State Democratic Party Chair Jay Jacobs is on very thin ice with hundreds of New York Democrats.
That’s at least according to a letter penned by scores of state and city lawmakers, as well as members of the state party, calling for Jacobs’ ouster after the Democrats suffered several key local losses in last week’s midterm elections.
The authors of the letter are taking Jacobs and the state Democratic Party as a whole to task, charging that they didn’t do nearly enough to help Democrats up and down the ticket, leading to the considerable losses in Washington and Albany. The dispatch was sent to Governor Kathy Hochul, urging her to remove Jacobs as chair if he doesn’t resign on his own.
“The State Democratic Party – led by [former Governor Andrew] Cuomo appointee Jay Jacobs – failed to commit the time, energy, and resources necessary to maintain our deep-blue status: Four Congressional seats flipped to Republican control, and Governor Hochul won by a slim majority — the smallest in two decades,” the letter read.
“The writing is on the wall and has been for some time: Jay Jacobs is not fit to serve as chair of the State Democratic Party, and it’s time for Governor Hochul to work with the party to elect a focused, determined, unifying party leader,” the letter continued.
The letter was signed mostly by progressive Democratic lawmakers such as state Senators Jessica Ramos (D-Queens) and Julia Salazar (D-Brooklyn), Assembly Members Zohran Mamdani (D-Queens) and Robert Carrol (D-Brooklyn) and city Comptroller Brad Lander. Plus, a few of more moderate officials such as Assembly Member Nily Rozic (D-Queens).

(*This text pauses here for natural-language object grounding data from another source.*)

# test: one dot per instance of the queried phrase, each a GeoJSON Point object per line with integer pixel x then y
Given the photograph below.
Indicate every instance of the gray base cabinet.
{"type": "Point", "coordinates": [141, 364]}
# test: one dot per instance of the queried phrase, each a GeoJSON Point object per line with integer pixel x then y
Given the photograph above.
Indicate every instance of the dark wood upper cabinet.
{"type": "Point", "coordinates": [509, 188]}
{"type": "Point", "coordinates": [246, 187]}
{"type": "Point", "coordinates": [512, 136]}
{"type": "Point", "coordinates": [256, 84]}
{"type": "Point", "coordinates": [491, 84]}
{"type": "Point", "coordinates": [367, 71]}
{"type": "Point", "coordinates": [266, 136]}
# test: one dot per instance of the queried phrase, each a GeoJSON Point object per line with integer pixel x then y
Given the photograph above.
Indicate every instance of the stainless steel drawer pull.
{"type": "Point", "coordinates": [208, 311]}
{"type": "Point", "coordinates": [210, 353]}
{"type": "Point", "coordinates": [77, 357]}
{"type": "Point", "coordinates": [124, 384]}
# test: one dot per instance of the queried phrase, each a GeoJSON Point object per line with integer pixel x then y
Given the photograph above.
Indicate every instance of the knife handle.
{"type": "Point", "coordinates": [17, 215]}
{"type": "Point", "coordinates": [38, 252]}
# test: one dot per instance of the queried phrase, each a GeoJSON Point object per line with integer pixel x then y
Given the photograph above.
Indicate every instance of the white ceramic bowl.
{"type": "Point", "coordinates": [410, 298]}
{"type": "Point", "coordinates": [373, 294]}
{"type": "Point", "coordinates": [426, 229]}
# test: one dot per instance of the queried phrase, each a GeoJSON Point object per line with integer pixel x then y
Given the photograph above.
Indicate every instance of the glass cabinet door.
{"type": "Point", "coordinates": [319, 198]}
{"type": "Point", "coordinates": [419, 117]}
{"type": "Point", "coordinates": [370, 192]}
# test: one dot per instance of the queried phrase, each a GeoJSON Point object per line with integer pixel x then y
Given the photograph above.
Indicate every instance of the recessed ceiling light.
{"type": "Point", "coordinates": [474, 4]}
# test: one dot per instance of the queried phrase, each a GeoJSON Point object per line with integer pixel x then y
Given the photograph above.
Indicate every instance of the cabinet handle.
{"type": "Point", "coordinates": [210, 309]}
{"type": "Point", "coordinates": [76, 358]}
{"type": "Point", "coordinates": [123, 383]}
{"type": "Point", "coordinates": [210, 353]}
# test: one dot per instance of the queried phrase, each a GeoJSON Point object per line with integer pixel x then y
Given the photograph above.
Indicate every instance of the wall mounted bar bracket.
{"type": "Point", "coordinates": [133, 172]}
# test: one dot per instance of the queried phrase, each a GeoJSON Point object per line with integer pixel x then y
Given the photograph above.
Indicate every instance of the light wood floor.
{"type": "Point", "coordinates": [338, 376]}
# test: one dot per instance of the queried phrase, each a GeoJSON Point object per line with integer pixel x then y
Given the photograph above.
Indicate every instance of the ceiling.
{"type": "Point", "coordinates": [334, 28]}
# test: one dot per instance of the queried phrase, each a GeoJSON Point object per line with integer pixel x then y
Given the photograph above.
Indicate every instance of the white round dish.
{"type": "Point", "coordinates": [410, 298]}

When it comes to Democrats’ losses, the letter is referencing three Congressional seats Republicans flipped from blue to red, as well as an open seat they captured, on Long Island and in the Hudson Valley; and Hochul’s narrow margin of victory over her GOP challenger – outgoing Congress Member Lee Zeldin — in the closest New York gubernatorial since former Republican Governor George Pataki overcame three-term incumbent Mario Cuomo in 1994.
Probably the most striking of the Congressional losses was Democratic Congressional Campaign Committee (DCCC) Chair Rep. Sean Patrick Maloney’s defeat at the hands of Assembly Member Mike Lawler in the 17th District. Maloney had decided to run in CD17 instead of his current 18th District after this year’s redistricting, because he thought he’d fare better against a Republican challenger there.
While control of the House still hangs in the balance, those losses could be key to a Republican takeover.
Democrats are also in danger of losing their super majority in the state Senate after Republicans picked up several seats – three on Long Island. And while their supermajority in the Assembly is safe, Democrats suffered unforeseen loses in southern Brooklyn, where longtime Assembly Members Peter Peter Abbate and Steven Cymbrowitz were soundly defeated by Republicans Lester Chang and Michael Novakhov respectively.
The letter cited several issues with Jacobs’ leadership over the past year, including his attempt to launch a new third party in the state – with the intention of helping Hochul win reelection; comparing last year’s Democratic nominee for Buffalo Mayor – Democratic socialist India Walton, who lost in the general election to Mayor Byron Brown – to former Klu Klux Klan leader David Duke; and not using party resources to back the passage of three 2021 statewide ballot measures aimed at expanding voting access – none of which passed.
But it doesn’t seem like top Democrats are eager to make the changes those signed onto the letter are seeking any time soon. Last week, during the Somos conference in Puerto Rico, Hochul told reporters that Jacobs “did a great job as chair” – pointing to her own win over Zeldin as evidence – and that she has no plans to shakeup party leadership.
“All I look at after my team’s played on a Sunday is who’s in the win column and who’s in the loss column, and I’m really proud and humbled to be able to represent the people of this state,” Hochul said, according to a report from Politico New York.
“I think he did a great job as chair, and he continues as chair,” she added. “We’re not changing anything.”